The turkey sandwich at Urban Greens – Urban Greens co-owner Noam Schulgasser is an exacting sandwich scientist who has an uncompromising eye for fresh ingredients and the softest bread. There are lots of really great unique sandwiches on his menu – “the Sicilian” with the fresh mozzarella and roasted peppers, juicy with balsamic vinaigrette, the ever popular “Salamanof,” with salami, provolone and pickles, or the spicy tuna with harissa, but my allegiance will always be to the classic turkey sandwich, which I discovered a decade ago while pregnant. It takes talent to elevate a ho-hum American classic so much a person thinks about it later and wants another. What sets it apart is the care that’s taken with every layer – the bun is fresh, the turkey is great, the tomato is ripe (this, in Alaska’s tomato environment, is varsity level work), the lettuce is perfectly crisp and there’s just the right amount of mayo. When I eat it, I feel like I’m sitting at his table and he made it just for me.
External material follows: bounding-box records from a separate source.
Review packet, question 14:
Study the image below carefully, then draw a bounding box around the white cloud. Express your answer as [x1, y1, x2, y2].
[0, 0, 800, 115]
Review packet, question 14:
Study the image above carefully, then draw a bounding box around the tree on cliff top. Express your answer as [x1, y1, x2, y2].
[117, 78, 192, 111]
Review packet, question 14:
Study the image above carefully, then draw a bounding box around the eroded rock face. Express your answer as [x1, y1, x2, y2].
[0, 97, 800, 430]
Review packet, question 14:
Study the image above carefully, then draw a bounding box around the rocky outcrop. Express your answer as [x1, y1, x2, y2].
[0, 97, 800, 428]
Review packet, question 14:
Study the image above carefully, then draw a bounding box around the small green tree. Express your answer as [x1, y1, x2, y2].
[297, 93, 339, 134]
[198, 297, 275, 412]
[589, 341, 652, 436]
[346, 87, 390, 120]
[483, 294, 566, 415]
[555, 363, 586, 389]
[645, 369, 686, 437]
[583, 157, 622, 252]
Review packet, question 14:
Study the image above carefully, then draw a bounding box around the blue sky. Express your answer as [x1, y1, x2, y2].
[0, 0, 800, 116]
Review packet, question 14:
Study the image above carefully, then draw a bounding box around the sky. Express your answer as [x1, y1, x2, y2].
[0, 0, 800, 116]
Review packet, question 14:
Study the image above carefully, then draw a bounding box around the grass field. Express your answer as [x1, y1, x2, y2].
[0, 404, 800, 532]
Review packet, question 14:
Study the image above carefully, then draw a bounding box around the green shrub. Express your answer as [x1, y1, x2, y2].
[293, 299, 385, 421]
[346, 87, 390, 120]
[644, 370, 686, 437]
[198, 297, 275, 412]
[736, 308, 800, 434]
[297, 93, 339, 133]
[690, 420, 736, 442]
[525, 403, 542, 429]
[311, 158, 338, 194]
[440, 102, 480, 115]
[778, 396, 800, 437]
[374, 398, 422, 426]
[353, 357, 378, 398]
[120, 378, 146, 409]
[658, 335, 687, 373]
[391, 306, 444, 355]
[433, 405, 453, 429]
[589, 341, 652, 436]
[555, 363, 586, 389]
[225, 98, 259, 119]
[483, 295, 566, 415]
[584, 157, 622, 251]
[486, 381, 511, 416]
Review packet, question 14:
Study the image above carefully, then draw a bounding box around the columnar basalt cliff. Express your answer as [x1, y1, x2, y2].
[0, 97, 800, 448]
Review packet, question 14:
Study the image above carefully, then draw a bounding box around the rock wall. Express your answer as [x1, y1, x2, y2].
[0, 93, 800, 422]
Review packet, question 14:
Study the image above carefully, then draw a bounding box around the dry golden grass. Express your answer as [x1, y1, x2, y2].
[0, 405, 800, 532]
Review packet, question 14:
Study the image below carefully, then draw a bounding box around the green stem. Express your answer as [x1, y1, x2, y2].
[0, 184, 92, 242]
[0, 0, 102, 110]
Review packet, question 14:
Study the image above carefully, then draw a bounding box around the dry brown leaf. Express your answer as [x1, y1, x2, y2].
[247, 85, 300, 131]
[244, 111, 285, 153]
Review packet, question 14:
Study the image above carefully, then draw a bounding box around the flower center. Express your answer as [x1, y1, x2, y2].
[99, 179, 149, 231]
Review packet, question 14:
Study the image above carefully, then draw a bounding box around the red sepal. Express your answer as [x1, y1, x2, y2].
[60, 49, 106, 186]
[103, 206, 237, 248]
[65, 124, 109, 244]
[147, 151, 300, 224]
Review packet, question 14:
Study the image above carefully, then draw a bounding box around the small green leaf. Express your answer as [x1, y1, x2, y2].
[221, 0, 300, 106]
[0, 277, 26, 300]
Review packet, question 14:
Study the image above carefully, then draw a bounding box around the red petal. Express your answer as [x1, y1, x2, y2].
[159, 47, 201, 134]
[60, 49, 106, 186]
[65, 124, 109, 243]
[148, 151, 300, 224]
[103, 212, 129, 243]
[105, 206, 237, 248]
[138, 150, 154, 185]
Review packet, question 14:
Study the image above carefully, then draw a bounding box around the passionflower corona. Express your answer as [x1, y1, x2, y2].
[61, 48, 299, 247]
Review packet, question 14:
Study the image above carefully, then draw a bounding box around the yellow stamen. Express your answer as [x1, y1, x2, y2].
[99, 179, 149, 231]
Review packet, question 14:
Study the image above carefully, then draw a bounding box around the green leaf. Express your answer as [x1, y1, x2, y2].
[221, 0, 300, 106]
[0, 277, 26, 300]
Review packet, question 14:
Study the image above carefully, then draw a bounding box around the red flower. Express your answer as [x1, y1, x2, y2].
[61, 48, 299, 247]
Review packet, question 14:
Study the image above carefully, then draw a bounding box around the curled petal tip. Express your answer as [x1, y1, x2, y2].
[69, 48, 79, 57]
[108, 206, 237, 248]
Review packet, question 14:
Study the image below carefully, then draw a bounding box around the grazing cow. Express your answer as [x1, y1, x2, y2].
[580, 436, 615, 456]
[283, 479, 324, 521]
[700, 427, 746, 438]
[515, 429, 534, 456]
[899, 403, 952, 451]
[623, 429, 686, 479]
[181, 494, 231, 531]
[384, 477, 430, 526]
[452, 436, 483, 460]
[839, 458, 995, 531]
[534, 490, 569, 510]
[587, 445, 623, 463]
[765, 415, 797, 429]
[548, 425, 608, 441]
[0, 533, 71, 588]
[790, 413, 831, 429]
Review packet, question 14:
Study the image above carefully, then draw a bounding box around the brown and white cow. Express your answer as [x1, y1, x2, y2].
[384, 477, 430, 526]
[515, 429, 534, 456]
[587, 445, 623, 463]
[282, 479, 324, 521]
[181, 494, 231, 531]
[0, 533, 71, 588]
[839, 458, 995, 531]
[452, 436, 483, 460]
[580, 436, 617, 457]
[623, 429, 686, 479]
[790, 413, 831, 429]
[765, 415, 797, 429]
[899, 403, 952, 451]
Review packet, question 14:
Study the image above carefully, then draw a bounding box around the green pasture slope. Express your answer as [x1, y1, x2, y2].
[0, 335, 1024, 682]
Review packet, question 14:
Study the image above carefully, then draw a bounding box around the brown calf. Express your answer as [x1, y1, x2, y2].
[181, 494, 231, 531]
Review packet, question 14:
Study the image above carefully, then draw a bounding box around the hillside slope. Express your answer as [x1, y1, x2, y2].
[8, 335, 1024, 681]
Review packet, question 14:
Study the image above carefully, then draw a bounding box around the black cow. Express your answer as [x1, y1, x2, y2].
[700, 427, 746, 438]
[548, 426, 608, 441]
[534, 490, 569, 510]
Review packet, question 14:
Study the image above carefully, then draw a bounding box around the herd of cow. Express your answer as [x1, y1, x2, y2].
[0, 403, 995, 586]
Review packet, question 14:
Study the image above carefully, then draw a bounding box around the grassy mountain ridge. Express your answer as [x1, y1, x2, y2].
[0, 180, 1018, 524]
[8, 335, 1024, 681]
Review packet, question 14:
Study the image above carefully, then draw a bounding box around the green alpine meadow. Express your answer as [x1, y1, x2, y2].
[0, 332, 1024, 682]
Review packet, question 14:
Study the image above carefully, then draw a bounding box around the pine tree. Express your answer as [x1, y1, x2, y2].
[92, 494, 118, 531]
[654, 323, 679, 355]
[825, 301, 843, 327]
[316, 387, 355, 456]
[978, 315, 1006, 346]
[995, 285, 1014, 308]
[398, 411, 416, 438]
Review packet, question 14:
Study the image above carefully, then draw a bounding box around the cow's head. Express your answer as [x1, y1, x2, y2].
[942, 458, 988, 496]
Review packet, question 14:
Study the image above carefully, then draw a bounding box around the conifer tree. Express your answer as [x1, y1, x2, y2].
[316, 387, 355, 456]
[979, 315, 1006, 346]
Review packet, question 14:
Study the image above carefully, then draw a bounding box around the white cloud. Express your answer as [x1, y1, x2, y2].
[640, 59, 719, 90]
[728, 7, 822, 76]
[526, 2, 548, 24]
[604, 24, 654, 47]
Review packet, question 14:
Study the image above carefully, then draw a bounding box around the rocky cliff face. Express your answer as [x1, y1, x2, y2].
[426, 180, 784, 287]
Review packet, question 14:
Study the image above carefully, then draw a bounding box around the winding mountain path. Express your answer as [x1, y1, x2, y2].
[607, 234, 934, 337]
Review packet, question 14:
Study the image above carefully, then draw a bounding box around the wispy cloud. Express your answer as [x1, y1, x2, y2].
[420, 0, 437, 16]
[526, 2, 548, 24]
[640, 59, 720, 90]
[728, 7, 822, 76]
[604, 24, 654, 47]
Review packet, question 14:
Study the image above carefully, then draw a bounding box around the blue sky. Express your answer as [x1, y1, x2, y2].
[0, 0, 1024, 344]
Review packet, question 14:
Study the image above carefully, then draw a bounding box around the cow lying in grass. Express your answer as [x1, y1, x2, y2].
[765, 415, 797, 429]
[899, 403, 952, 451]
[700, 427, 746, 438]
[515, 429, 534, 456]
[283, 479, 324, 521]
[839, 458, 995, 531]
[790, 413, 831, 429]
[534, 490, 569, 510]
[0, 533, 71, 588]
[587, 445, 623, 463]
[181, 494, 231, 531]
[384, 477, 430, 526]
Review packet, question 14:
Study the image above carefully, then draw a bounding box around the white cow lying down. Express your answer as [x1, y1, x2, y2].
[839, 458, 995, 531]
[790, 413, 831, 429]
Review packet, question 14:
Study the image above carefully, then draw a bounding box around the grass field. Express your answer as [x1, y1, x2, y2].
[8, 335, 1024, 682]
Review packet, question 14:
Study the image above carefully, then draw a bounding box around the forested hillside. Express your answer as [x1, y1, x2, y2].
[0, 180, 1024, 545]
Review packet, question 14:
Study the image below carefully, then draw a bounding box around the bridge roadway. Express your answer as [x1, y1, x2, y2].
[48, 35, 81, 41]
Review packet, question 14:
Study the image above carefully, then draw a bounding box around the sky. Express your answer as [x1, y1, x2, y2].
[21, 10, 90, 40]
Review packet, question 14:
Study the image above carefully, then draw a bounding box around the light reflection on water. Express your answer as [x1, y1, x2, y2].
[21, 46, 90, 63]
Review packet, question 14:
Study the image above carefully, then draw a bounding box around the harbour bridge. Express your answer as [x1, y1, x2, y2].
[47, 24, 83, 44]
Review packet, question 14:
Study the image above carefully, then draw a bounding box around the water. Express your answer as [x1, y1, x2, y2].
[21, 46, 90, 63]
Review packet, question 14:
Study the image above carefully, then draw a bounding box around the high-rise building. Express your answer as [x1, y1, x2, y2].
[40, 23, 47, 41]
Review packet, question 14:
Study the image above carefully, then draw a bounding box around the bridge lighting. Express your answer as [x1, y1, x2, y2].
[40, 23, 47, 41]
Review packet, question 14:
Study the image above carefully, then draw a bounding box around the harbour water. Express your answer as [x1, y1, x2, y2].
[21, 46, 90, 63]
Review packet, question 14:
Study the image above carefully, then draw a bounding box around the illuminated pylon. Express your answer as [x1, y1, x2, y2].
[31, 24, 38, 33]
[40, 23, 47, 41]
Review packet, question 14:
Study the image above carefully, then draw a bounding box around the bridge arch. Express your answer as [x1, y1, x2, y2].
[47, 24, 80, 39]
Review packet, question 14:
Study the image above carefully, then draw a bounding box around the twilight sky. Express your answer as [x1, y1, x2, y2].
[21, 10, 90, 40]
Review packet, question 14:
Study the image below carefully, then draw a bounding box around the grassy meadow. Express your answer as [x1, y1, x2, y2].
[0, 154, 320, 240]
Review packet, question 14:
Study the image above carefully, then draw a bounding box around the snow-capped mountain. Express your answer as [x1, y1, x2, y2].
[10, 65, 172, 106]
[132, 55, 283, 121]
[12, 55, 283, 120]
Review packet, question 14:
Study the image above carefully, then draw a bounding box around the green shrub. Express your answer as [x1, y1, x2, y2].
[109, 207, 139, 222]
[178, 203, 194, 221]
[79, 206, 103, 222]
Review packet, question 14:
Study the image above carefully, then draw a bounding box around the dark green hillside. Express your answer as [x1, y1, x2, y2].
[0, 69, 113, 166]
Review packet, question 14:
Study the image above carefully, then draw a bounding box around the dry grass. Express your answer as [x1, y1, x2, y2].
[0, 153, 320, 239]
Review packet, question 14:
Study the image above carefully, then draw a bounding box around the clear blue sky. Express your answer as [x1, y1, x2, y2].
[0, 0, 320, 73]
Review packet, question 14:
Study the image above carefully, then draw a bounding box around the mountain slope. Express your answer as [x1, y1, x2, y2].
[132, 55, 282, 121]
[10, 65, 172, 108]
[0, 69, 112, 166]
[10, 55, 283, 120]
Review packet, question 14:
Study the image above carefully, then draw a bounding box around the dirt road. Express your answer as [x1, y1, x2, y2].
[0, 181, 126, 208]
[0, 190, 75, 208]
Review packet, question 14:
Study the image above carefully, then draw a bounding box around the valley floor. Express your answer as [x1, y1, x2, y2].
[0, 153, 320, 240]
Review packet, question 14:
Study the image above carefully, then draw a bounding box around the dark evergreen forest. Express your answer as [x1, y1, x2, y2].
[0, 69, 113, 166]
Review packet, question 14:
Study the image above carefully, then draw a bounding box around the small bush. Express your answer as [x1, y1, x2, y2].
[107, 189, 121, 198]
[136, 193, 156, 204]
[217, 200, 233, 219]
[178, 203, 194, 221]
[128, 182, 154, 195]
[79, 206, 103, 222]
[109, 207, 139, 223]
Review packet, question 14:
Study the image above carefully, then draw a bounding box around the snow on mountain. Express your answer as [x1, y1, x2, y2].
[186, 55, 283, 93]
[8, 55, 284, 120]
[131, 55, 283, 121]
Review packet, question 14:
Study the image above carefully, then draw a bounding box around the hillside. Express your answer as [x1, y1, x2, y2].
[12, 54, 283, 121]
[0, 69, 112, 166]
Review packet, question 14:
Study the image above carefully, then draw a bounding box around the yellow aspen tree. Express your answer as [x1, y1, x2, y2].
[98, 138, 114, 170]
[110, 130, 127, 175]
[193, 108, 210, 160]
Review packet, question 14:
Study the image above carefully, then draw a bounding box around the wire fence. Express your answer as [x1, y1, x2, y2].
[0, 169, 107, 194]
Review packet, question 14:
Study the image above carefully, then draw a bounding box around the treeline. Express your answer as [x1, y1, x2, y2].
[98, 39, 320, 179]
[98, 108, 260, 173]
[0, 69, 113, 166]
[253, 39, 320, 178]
The pork chashu sandwich at Kami Ramen – Inside the former home of a mid-Century burger spot in Spenard, the warmth of the always-crowded, intimate dining room at Kami makes everything you put in your mouth taste better. This “sandwich” might also be described as a pork bun. It features tender, sticky pork belly inside a soft, disc-shaped steamed bun with a tangle of aromatic greens. One of the beautiful things about it is how it brings lots of flavor in a small package, a stand-out feature in a world of jaw-stretching sandwiches. This sandwich is the perfect move when you’re just a little bit hungry mid-afternoon or if you want to save room for green tea ice cream with red beans.
The halibut sandwich at the White Spot Cafe – I forbid you from eating this sandwich for the first time when you are not sitting at the bar in this historic Downtown hole-in-the-wall on Fourth Avenue. The halibut sandwich tastes best when you can watch it being made – fresh fish battered and fried golden, a squishy white bread bun pulled from the bag, iceberg, American cheese, and tartar stacked in a tower. That first bite is all crunch, salt and tang. Maybe you’re weird about drinking Coke for health reasons, but you might want to order one on the occasion of eating one of these, because those sweet bubbles hit just right.